Alabama 1963 de Ludovic Manchette et Christian Niemec

Nous sommes en 1963 à Birmingham, nous sommes en Amérique à une période où le Ku Klux Klan sévit encore, c’est dans cette ambiance que des petites filles noires disparaissent. Tout semble être réuni pour nous proposer un polar sombre et c’est au final bien autre chose que j’ai découvert avec ce roman. C’est une lecture commune avec mon amie Priscilla, que j’étais impatiente de débuter.

A l’heure où je vous écris cet avis, je n’ai pas échangé avec Priscilla, je ne sais donc pas du tout ce qu’elle en a pensé. De mon côté j’ai beaucoup apprécié cette lecture, j’en ressors avec de belles images des personnages rencontrés: Adela, cette mère fabuleuse, qui malgré le poids de la ségrégation, nous donne une image tellement positive d’elle-même, courageuse, le cœur sur la main, mais ne se laissant pas pour autant piétiner par la suprématie blanche. La deuxième belle rencontre de cette lecture est bien-sûr Bud, cet ex-flic alcoolique chez qui j’ai immédiatement senti cette belle âme si différente de l’apparence bourrue qu’il présente. L’enquête reste le fil conducteur de cette histoire, les drames et la tristesse infinie des proches, mais au milieu de tout cela, cette rencontre improbable et surprenante entre Adela et Bud, qui ouvre les perspectives et donne un autre visage à ce roman. Une fin intense et inattendue, tout ce que j’aime.
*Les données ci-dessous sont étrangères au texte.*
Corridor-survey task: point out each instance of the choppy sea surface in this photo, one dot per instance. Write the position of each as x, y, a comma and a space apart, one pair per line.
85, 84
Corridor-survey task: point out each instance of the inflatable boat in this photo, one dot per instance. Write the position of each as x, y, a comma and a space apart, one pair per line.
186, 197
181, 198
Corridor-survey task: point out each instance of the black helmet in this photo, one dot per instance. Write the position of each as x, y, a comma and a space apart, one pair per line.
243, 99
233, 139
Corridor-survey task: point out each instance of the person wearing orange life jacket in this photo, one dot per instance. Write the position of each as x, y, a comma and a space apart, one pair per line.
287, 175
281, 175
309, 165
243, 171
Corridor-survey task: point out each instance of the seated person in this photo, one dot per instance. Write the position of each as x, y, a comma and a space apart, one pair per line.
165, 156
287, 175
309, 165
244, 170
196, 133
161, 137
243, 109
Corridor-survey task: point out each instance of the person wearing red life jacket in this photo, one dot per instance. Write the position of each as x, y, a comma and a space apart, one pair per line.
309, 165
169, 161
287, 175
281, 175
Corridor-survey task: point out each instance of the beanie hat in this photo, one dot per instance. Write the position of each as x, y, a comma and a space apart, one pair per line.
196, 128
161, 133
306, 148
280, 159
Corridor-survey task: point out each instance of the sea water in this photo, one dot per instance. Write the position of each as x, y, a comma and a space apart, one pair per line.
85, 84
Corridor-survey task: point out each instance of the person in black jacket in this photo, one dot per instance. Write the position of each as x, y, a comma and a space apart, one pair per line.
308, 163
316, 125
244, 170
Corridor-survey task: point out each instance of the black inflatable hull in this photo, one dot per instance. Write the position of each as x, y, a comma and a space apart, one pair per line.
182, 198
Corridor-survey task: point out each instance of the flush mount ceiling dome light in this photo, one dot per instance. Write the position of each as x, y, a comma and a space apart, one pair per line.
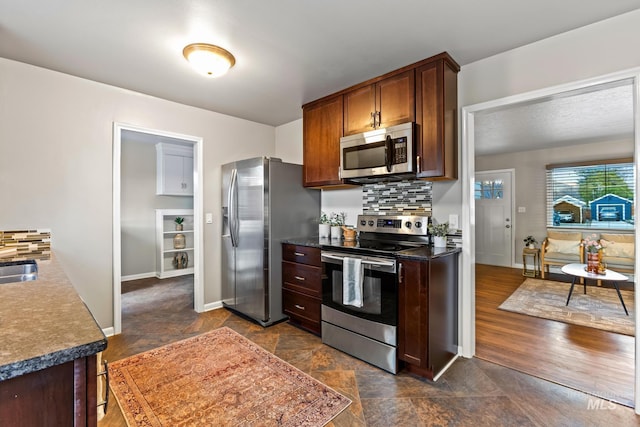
210, 60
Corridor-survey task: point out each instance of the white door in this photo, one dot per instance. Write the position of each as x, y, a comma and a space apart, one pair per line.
494, 228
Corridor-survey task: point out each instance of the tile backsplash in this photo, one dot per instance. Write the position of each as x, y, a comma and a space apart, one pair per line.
25, 244
397, 198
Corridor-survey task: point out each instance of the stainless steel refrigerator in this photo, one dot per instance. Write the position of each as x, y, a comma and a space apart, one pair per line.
263, 202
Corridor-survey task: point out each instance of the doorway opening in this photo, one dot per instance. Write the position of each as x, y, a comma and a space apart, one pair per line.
128, 136
470, 117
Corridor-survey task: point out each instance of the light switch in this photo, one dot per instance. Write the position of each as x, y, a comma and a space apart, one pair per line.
453, 221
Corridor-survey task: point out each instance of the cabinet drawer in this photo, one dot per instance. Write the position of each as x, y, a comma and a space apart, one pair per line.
301, 254
306, 279
300, 306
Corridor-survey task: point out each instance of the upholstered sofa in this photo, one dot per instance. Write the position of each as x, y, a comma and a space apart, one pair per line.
618, 251
560, 248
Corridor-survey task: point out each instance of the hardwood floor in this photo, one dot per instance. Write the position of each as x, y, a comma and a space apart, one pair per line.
473, 392
590, 360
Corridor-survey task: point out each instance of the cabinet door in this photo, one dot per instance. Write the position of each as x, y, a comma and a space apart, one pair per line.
187, 175
389, 102
359, 107
395, 99
322, 130
436, 118
412, 312
173, 175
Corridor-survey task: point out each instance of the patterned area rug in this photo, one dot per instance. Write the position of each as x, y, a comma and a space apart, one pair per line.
219, 378
600, 308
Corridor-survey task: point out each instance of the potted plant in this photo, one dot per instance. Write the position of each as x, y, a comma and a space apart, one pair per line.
439, 232
530, 242
324, 226
337, 221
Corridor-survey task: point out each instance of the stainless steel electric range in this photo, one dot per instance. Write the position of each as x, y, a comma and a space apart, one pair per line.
360, 314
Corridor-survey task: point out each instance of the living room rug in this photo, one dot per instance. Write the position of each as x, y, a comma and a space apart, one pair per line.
600, 308
219, 378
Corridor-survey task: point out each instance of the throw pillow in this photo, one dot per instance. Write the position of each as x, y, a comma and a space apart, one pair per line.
570, 247
617, 249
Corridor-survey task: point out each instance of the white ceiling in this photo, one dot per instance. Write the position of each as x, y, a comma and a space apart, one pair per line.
599, 113
288, 52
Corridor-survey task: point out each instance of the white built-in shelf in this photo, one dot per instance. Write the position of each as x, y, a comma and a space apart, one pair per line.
165, 252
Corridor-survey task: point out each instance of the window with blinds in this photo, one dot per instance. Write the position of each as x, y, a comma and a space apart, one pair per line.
591, 195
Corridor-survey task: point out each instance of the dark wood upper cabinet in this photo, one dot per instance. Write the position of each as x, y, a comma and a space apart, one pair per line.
436, 119
322, 130
387, 102
425, 93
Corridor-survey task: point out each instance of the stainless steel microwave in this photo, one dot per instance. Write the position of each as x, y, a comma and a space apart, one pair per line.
378, 155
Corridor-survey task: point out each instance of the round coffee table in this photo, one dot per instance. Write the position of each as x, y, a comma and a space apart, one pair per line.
579, 270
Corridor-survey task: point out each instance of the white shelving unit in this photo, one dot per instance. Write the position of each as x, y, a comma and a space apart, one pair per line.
165, 232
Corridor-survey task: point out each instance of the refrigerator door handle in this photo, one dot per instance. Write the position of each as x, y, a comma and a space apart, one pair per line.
232, 203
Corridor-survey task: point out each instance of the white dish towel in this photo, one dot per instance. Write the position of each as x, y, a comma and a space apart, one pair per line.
352, 278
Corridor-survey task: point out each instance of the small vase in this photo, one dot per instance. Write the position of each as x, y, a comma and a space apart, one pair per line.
324, 231
593, 262
179, 241
336, 232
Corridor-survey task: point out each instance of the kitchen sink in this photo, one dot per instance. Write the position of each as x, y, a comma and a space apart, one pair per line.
18, 271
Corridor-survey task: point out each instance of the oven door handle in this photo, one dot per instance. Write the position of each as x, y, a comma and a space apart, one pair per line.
364, 261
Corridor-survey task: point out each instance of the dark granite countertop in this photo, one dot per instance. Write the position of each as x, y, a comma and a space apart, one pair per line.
423, 253
44, 323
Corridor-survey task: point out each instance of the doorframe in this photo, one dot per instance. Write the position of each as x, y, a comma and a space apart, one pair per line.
468, 288
512, 209
198, 193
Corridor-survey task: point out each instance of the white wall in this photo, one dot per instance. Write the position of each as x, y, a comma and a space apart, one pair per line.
289, 142
289, 148
56, 167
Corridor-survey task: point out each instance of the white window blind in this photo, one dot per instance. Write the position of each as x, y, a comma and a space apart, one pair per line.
591, 195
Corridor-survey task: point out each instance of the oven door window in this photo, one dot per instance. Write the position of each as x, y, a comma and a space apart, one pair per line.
379, 295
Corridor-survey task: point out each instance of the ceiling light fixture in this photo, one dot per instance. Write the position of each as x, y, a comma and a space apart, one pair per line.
210, 60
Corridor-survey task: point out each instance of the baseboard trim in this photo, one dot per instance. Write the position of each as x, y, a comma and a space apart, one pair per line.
137, 276
213, 306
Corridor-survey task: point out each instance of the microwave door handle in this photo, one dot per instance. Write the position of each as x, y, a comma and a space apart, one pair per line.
388, 153
382, 264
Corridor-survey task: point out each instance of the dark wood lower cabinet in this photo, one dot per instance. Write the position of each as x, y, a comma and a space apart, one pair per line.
62, 395
428, 314
302, 286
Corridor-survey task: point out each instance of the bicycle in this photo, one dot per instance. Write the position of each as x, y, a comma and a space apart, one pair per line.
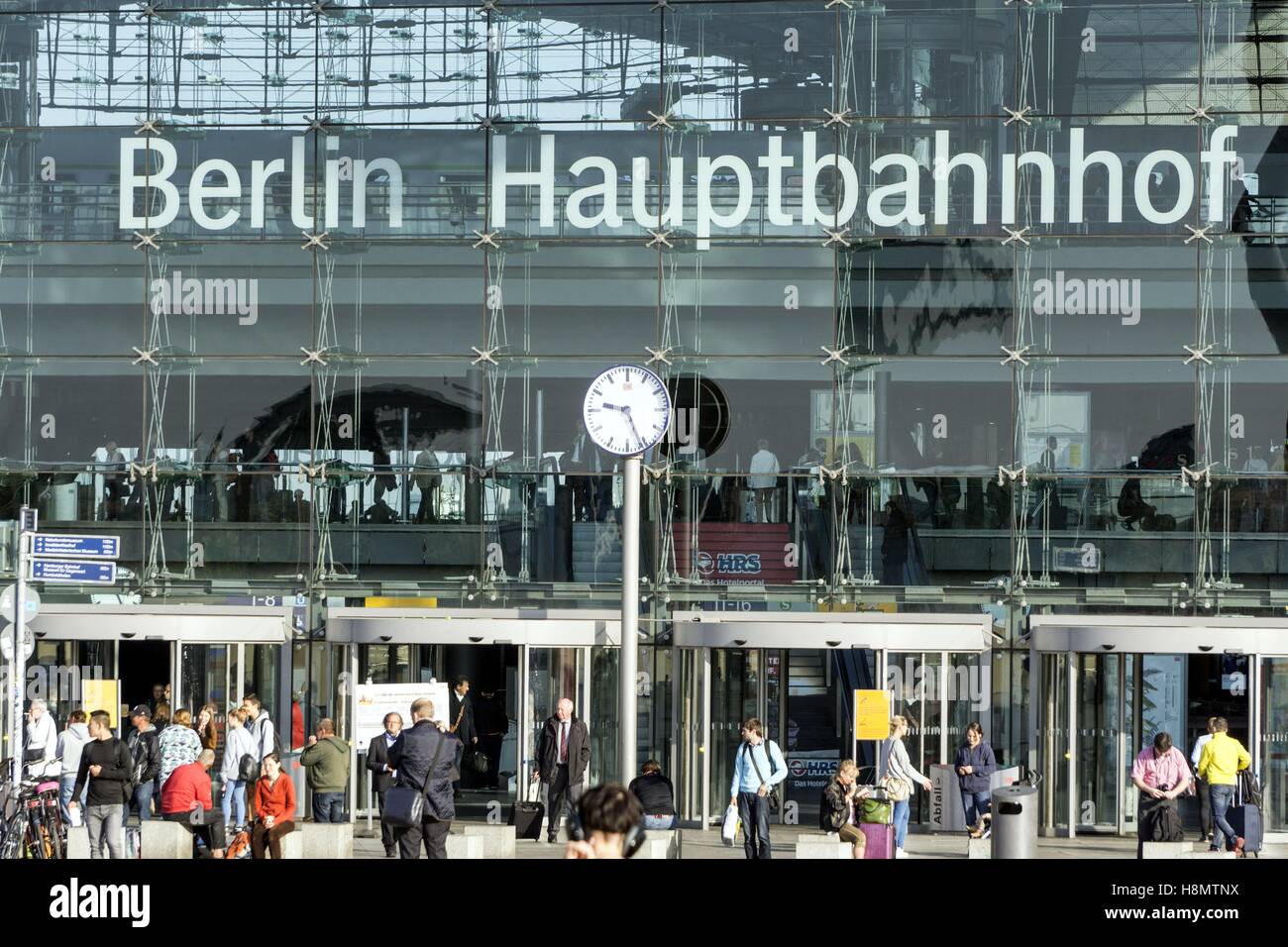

Une narration, qui malgré la lourdeur de l’époque et la gravité des faits, reste légère et ponctuée de bons mots qui m’ont amenée à sourire à de nombreuses reprises, j’ai trouvé ce roman passionnant et d’un équilibre parfait. Un véritable coup de cœur.

Mag

J’ai, moi aussi, beaucoup aimé ce roman, notamment grâce à ces personnages profondément touchants, en première ligne desquels bien sûr Adela et Bud. Ce que j’ai particulièrement apprécié, c’est leur évolution, une évolution qu’ils veulent tous les deux parallèle et sans aucun rapport, et pourtant c’est au contact l’un de l’autre que Bud et Adela vont grandir. Bud va voir son regard sur les Noirs changer et devenir, par là même, un farouche défenseur, non de leurs droits, mais de la considération qu’on leur doit. Quant à Adela, déjà une mère courage, elle va prendre en assurance, notamment face à son vicieux beau-frère et à ses employeurs ; gagner en espoir pour la cause de ses semblables.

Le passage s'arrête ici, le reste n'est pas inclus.